Tutorial: Repositories and version control

Tutorial: Repositories and version control#

This lab introduces the concept of version control and goes through the process of setting up a GitHub repository and tracking changes with git.

Goals:#

Set up git and GitHub
Learn how to use git for version control

Why version control?#

Keeping with the “document everything you do” mentality, it’s useful to have a plan for managing changes to your analysis and modelling projects early on. Imagine the following common situation: you have a working analysis script, but you decide to do additional analyses requested by your colleague (or advisor, or reviewer). You make the required changes, and while your new analysis works fine, suddenly you find that you can’t replicate your previous results - they give you an error, or your results look different than before.

This type of thing happens surprisingly often. One way to deal with that is to always backup and then copy your script, and make changes to the copy. While this may work for simple cases, it becomes unwieldy quickly and you can end up with 10 versions of your analyses. At this point you are in a similarly confusing situation, because you have to figure out which file is the right one. If you work with other people on the same analyses, this becomes even more problematic.

What are git and GitHub?#

This is where version control with git comes in handy! Git is a system that allows you to track the changes you or others make to your files, log the purpose of those changes, and go back and forth between different versions.

The basic idea is that for each project that you manage, you establish what is called a repository for that project with git. That repository contains the files for your project, and using various commands you can instruct it to do certain things when you make changes to your files.

Git is a command-line tool, which you control by typing commands in a console/terminal. If you are not comfortable doing that, you can use a GUI (graphical user interface) application. One is provided when you install git, but a much better one comes with GitHub (see next paragraph), which has a familiar user-interface that allows you to just point-and-click to the most common options. There is also GitKraken which is independent of GitHub but a more comprehensive GUI. The command-line tool is more versatile, but if you prefer to use the app that is a-okay.

Now that we know what git is, what is GitHub? Well, git allows you to create repositories on your own computer. GitHub is a complementary service that allows you to host your repositories online via the github.com platform. That way you can share your work with collaborators, access it on different computers, and the changes you make are all synced to this central server.

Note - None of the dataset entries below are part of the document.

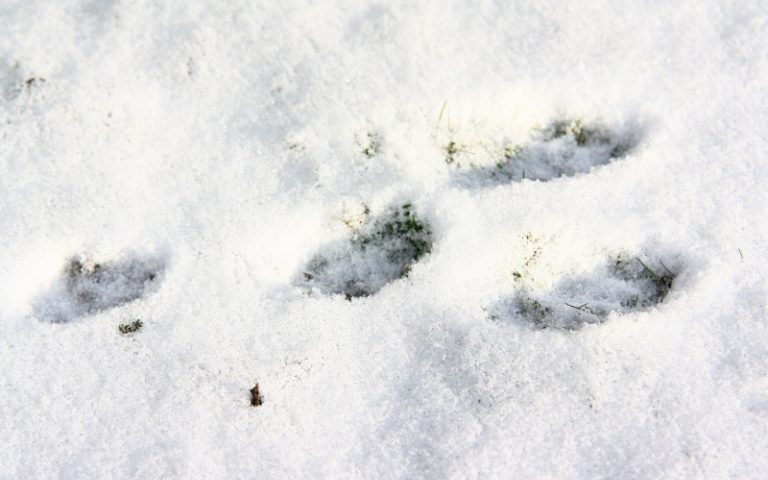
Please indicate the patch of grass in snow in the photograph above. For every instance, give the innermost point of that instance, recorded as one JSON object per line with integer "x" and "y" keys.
{"x": 126, "y": 328}
{"x": 624, "y": 284}
{"x": 563, "y": 148}
{"x": 86, "y": 287}
{"x": 380, "y": 250}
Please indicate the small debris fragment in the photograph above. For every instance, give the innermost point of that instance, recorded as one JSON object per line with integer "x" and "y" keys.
{"x": 130, "y": 327}
{"x": 256, "y": 399}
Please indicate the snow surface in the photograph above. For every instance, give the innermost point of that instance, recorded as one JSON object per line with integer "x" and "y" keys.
{"x": 217, "y": 147}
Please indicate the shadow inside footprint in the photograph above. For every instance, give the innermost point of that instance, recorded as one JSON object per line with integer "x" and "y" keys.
{"x": 564, "y": 148}
{"x": 380, "y": 251}
{"x": 86, "y": 287}
{"x": 623, "y": 285}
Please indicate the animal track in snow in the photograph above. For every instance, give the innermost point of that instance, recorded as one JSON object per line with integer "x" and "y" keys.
{"x": 380, "y": 251}
{"x": 623, "y": 285}
{"x": 86, "y": 287}
{"x": 564, "y": 148}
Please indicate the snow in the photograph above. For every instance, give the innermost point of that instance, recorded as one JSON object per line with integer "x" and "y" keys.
{"x": 203, "y": 154}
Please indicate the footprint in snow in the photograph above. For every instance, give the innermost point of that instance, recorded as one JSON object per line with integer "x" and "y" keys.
{"x": 86, "y": 287}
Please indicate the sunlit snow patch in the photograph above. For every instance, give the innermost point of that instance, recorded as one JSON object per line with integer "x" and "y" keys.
{"x": 379, "y": 251}
{"x": 623, "y": 285}
{"x": 86, "y": 287}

For this tutorial, you will need to:

Type git --version into your terminal to check whether you already have git installed. If it returns a version number, you’re all set. If not…
Install git. Go to https://git-scm.com/ and download the appropriate git version for your system
Run the file and follow the steps to install.
Sign up for a GitHub account (use your academic .edu address - that will allow you to create private repositories)
Install the GitHub or GitKraken apps (optional)

Use Git and GitHub#

Note: This section has a lot of commands and concepts to keep track of, but you don’t need to memorize them all. Come back to this tutorial for reference as you need it! Section 4 of this tutorial walks you through an example of how to use the tools discussed in Section 3, and you’ll also get practice with git and GitHub by submitting work for this class.

Configuration#

You need to configure some settings before you start. Run the following commands in your terminal, replacing them with your email and name. Use the email you used to set up your GitHub account:

git config --global user.email "you@andrew.cmu.edu"
git config --global user.name "Your Name"

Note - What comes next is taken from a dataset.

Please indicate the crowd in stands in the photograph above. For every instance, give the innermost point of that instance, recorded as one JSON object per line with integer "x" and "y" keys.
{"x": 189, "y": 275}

Updated Authentication Process#

In 2021, Github changed the way they authenticate users trying to push from the command line. Instead of using your GitHub username and password, you now have to use what is called a personal access token. If you are new to git and github, you’ll need to set this up before proceeding.

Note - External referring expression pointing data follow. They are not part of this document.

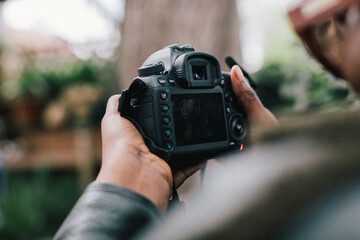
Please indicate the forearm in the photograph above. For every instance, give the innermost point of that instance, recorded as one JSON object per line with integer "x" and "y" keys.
{"x": 107, "y": 211}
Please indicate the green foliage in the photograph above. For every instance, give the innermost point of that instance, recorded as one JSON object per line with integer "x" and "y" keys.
{"x": 322, "y": 92}
{"x": 36, "y": 203}
{"x": 49, "y": 82}
{"x": 271, "y": 80}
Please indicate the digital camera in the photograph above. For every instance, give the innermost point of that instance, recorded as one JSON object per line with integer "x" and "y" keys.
{"x": 184, "y": 106}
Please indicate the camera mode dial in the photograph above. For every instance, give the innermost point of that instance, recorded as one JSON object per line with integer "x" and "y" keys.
{"x": 149, "y": 70}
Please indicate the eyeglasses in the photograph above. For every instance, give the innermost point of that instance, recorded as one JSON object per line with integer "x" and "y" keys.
{"x": 324, "y": 26}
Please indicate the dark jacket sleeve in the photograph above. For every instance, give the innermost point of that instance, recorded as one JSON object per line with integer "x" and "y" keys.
{"x": 107, "y": 211}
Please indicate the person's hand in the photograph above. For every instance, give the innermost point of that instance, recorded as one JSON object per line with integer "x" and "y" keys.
{"x": 127, "y": 161}
{"x": 258, "y": 116}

Log into your GitHub account and go to Settings –> Developer Settings (bottom left) –> Personal access tokens –> Tokens (classic). Then click “Generate new token” in the upper right corner (again choose “classic” if there are options). This will give you a long string of letters and numbers – your personal access token. Copy this, and use it in lieu of your GitHub password when prompted for your login information. (You should get this prompt when you clone your first repo, or when running other commands that communicate with your GitHub account.) You can learn more about this process, including how to select permissions, here

Basic Bash scripting#

Before we do anything with git, let’s walk through some basic Bash scripting in the terminal. Bash is a command language (sometimes called Unix Shell) to navigate the Unix system. We will mostly use it for navigating between folders in the terminal. For more on how to open and use the terminal (AKA command line, console) - check out this site for windows and this site for mac, unix, or linux.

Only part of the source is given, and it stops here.